Bluetooth Event Behavior

  • Permission: the first time you arm a flow with a Bluetooth event, macOS shows a one-time Bluetooth permission prompt. If access is denied, the trigger stays unarmed until you enable it in System Settings → Privacy & Security → Bluetooth.
  • Disconnect debounce: disconnect events fire after a 3-second settle window. A device that reconnects within the window (AirPods auto-switching between your Apple devices) emits nothing; a genuine disconnect fires about 3 seconds after the device drops.
  • Wake and radio-on reconnects fire: devices that reconnect when your Mac wakes from sleep, or when Bluetooth is turned back on, emit real connect events on purpose — "when my AirPods connect, set the volume" should run on wake too.
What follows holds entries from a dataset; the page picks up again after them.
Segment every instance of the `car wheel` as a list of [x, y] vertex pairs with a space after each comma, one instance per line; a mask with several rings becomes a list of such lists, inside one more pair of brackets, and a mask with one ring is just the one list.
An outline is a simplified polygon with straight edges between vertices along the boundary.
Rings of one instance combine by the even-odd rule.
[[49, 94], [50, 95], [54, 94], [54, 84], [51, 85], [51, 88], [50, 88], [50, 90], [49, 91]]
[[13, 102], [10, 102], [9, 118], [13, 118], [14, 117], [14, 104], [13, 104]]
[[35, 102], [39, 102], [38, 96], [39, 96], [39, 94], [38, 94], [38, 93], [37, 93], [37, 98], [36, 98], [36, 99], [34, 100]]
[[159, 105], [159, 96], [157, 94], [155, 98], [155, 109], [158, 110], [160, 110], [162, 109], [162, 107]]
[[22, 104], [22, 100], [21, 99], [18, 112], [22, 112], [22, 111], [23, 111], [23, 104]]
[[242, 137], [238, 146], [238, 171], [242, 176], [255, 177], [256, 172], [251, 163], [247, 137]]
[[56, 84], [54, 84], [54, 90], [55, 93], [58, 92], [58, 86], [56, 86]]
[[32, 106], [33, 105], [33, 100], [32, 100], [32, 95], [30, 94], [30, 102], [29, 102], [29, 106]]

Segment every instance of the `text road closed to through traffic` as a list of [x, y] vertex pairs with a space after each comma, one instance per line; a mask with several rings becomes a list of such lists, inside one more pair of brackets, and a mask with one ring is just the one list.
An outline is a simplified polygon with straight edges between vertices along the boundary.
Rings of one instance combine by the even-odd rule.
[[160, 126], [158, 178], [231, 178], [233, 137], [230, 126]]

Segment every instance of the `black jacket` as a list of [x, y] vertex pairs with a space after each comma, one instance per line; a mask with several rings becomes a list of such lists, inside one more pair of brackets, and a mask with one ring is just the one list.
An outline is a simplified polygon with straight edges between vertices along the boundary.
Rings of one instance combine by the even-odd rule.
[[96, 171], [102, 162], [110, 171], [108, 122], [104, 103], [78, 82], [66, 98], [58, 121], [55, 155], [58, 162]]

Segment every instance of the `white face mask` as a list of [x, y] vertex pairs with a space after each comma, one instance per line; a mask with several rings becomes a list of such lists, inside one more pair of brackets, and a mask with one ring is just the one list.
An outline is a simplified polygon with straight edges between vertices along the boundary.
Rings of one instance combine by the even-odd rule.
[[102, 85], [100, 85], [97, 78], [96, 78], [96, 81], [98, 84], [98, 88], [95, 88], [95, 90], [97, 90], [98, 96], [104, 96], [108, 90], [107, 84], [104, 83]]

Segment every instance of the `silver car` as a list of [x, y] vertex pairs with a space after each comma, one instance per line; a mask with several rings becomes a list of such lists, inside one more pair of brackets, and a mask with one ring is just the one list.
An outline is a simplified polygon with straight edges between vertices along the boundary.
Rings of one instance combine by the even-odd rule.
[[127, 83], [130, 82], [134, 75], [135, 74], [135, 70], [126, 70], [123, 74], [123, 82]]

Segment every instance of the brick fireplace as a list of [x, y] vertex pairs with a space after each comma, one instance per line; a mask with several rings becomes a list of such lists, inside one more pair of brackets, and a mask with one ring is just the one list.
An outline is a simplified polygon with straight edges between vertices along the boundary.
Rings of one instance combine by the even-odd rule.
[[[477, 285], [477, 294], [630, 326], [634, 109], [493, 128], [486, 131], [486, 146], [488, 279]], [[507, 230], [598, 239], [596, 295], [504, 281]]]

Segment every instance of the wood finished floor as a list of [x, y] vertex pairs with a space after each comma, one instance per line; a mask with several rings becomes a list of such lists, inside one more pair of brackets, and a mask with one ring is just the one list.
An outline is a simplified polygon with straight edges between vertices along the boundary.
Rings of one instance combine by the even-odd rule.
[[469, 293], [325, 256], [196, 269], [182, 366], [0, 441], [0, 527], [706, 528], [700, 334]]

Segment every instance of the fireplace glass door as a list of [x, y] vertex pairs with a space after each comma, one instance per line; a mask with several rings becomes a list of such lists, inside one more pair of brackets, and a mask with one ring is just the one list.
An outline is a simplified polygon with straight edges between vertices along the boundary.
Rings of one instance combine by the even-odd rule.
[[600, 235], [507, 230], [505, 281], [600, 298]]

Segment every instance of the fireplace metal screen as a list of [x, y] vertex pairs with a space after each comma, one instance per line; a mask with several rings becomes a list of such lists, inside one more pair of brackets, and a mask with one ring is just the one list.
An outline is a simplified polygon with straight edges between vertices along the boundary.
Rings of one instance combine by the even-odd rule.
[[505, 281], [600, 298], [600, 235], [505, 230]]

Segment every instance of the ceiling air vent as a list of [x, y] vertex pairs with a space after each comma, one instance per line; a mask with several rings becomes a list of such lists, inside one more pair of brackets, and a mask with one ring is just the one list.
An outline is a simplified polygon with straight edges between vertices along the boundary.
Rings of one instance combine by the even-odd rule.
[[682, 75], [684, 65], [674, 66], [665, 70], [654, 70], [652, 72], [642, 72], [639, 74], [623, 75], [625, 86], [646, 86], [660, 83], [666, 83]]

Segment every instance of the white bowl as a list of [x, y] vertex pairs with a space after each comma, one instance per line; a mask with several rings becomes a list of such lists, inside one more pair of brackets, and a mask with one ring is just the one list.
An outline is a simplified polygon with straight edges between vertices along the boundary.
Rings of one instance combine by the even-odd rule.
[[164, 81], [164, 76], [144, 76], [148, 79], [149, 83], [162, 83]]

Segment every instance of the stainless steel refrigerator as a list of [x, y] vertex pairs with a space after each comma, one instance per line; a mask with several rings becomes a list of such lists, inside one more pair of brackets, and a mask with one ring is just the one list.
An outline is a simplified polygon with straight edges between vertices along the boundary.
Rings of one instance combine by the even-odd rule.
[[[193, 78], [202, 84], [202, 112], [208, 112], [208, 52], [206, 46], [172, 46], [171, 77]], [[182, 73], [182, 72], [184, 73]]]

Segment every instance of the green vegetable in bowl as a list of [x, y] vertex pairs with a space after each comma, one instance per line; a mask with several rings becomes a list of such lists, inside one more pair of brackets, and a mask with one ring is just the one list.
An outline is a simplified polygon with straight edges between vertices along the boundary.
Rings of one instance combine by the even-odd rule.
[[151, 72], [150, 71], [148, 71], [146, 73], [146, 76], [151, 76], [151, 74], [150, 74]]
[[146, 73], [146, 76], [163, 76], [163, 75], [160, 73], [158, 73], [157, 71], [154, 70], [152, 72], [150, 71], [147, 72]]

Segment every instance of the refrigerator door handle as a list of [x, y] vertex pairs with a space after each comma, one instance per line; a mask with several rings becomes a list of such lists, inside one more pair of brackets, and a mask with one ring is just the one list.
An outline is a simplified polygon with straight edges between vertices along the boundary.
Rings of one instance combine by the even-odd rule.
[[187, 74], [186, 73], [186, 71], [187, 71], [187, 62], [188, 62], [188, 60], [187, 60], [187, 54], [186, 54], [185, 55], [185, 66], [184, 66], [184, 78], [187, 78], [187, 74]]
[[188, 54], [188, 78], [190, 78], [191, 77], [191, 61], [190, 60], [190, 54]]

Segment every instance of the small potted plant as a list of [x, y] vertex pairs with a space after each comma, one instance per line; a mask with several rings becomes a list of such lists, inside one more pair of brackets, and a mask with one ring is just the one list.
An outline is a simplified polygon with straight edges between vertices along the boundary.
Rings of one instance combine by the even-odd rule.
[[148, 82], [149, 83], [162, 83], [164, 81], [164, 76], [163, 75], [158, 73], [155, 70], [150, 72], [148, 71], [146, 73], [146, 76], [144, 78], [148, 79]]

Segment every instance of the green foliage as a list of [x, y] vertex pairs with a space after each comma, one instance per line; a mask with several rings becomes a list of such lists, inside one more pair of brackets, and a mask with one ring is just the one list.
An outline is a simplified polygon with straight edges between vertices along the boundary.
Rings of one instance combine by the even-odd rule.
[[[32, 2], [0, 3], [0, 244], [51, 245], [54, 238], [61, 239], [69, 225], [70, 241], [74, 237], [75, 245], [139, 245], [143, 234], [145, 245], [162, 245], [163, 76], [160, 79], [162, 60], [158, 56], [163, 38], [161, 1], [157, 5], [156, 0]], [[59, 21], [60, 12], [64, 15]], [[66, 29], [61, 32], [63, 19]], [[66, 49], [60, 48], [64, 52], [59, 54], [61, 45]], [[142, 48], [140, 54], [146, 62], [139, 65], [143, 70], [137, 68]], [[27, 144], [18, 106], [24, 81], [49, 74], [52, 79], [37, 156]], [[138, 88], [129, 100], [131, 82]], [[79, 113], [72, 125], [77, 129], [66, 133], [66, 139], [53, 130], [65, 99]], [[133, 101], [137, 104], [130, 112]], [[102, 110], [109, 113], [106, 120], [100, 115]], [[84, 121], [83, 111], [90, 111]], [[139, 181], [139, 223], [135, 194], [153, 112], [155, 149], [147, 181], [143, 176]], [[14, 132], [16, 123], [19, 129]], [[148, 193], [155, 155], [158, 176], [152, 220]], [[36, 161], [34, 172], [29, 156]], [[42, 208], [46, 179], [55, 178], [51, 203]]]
Use the Device Name Filter (or combine with the Wake event in a condition) if you want fewer fires.
  • Classic and BLE both supported: classic Bluetooth devices (AirPods, speakers, phones) and BLE devices (most modern keyboards and mice) both fire. BLE devices report deviceClass 0 and transport "ble".
  • Paired Devices Only (default on): some devices maintain a second, unpaired low-energy link alongside their main connection — AirPods, for example, briefly open one when stowed in their case, which would otherwise fire a phantom "connected" event under the same device name. The default suppresses these so events match what the Bluetooth menu shows. Turn the toggle off to observe every link — useful for "alert me when an unknown device connects" flows — and route with a Condition on isPaired or transport.
  • Device names: the OS-cached personalized name ("Greg's AirPods Pro") is used while connected; a disconnect may report the generic advertised name ("AirPods Pro") because the link is already torn down. Name filters match both (substring), but exact-match conditions should prefer deviceAddress.
  • deviceKind values: headphones, audio, keyboard, mouse, gamepad, phone, computer, or unknown — derived from the device class, with an HID fallback for BLE devices.